Pi of the Century
I’ve been dodging the Pi Day cultural phenomenon for a while now. Not to say that the day isn’t important- it is indeed- being the birthday of a very special person makes it significantly important. However, I couldn’t escape the 2015 “Ultimate Pi Day” hoopla. For the uninformed and uninitiated, 2015 holds the most accurate Pi Day in the 21st century - a once in a lifetime event. The “once in a lifetime” prefix usually adds to the enigma and provided me with an additional reason to take note and celebrate.
No other mathematical constant can possibly claim more fame than pi - at least not enough to deserve a day of its own. It’s quite intriguing to realize that one can never truly measure the area and circumference of a circle because we cannot truly know the value of pi. The quest for more digits of this irrational, non-repeating, endless series of numbers is a long-standing pastime of researchers and mathematicians, with the earliest recorded algorithm dating all the way back to 250 BC.
I found it quite interesting that the methods and tools employed in estimating digits of pi provide deep insights into the advancement of mathematics and computing. The impact of the discovery of calculus, and the summation of infinite series, has had a very notable advancement in estimating the value of pi – as did the discovery and evolution of computing, which pushed the envelope even further (the 13th quadrillionth digit being discovered last year). I was particularly intrigued by the way the pi crunching methodology has evolved in the computing era. A survey of various advancements in the quest for more digits of pi and the tools used (computers and algorithms) reveals top computing bottlenecks as perceived at that point of time.
Optimizing around compute cycles and using high-end machinery with massive compute cycles formed the basis of solution formulation from the 1950s to 1990s. MPP (massively parallel processing) supercomputers and custom home-built parallel computers were used; and algorithms were designed to squeeze every ounce of available CPU. The quest for more pi digits saw significant advancement – from a few thousand digits in the 1950s to several billion digits during the 1990s. It’s easy to note that the early 2000's saw algorithms that evolved quite significantly by intelligently using memory and storage to optimize compute cycles, although the approach still utilized massive computers. However, all latest records since 2009 utilized computers running commoditized commercial parts.
The modern day multi-threaded/multi-core CPU architectures are effectively utilized by tools like y-cruncher (featured in multiple records over the past 5 years) to effectively compute pi in an insanely parallel way. The enhancements in GPUs are yet another addition to the rich computational resources at our disposal. However, it’s not surprising that modern pi crunching is no longer bottlenecked on compute, but rather on data communication, including memory, disk I/O, and so forth.

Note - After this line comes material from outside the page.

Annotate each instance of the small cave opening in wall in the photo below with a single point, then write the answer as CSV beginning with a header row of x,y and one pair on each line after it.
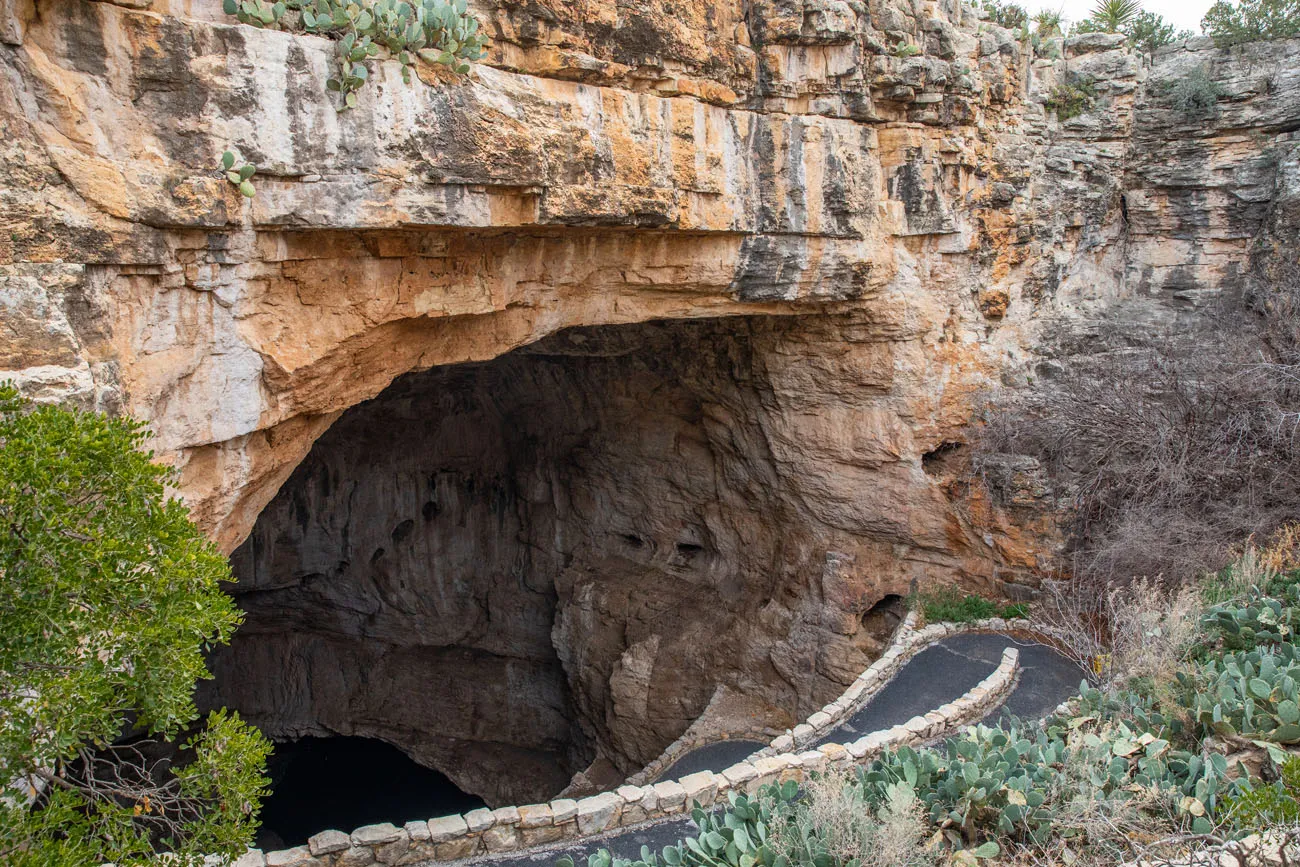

A quick peek into recent algorithmic enhancements reveals exactly that – on-disk algorithms (such as on-disk multiplication) are being implemented to effectively optimize data communication, and y-cruncher actually calls this out. The memory, disk I/O and data communication problem is also being solved with parallelism by using a cluster of commodity machines. One of the recent pi-crunching records utilized the Apache Hadoop platform to build MapReduce jobs distributed across multiple machines. The key algorithmic enhancement of letting independent compute units compute one specific piece of pi (vs. complete calculation of every digit) is quite a significant change in implementing massive parallelism.
The obsessive pursuit of accurate rational approximations of pi is a fascinating problem, which is important for many reasons. It is well understood that computing advancements result in bottlenecks being shifted between compute, network and memory. I found it quite intriguing surveying this evolution. The problem has remained unchanged, but the evolving solutions provide an interesting perspective on not only computing advancements, but also algorithmic advancements that constantly try to trade sparse and contentious resources with less sparse ones (CPU for memory, CPU for network etc.). This trade-off is not surprising, yet very insightful.
It’s hard for me to not draw parallels between this and Instart Logic’s view of the world. Optimizing and adapting to bottlenecks by dynamically detecting a contentious resource and trading the same with a less contentious one (e.g. compute time for reduced network time) forms the basis of our Cloud-Client perspective of the world.